Evan Starling-Davis, literacy education Ph.D. student, has been named a 2020-2021 Graduate Student Public Humanities Fellow.
A joint initiative between the Syracuse University Humanities Center and the Central New York Humanities Corridor, these fellowships are supported in partnership with Humanities New York to:
- encourage emerging humanities scholars to conceive of their work in relation to the public sphere;
- develop skills for doing public work;
- and strengthen the public humanities community in New York State.
Previous fellows from the School of Education include Camilla J. Bell (2018-2019, cultural foundations of education), Gemma Cooper-Novack (2018-2019, literacy education, and Hugh Burnam (2017-2018, cultural foundations of education).

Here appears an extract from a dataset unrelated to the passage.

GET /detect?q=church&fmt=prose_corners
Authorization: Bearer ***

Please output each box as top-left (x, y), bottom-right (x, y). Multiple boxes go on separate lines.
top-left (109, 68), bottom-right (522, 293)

The year-long fellowship involves training in public scholarship methods and work by the fellows to explore the public dimensions of their scholarship in partnership with a community organization. Starling-Davis’ project is titled “MONUMENTS: An Ecosystematic Approach to Literacy Engagement” and both celebrates and critically examines the Afro-diasporic literacy experience within the city of Syracuse. Honoring the art-activism devised from the (re)emergence of the ‘Freedom School’ via The Community Folk Art Center, Starling-Davis embarks on a quest to incite liberatory and alternative learning processes of marginalized community members and their literacies.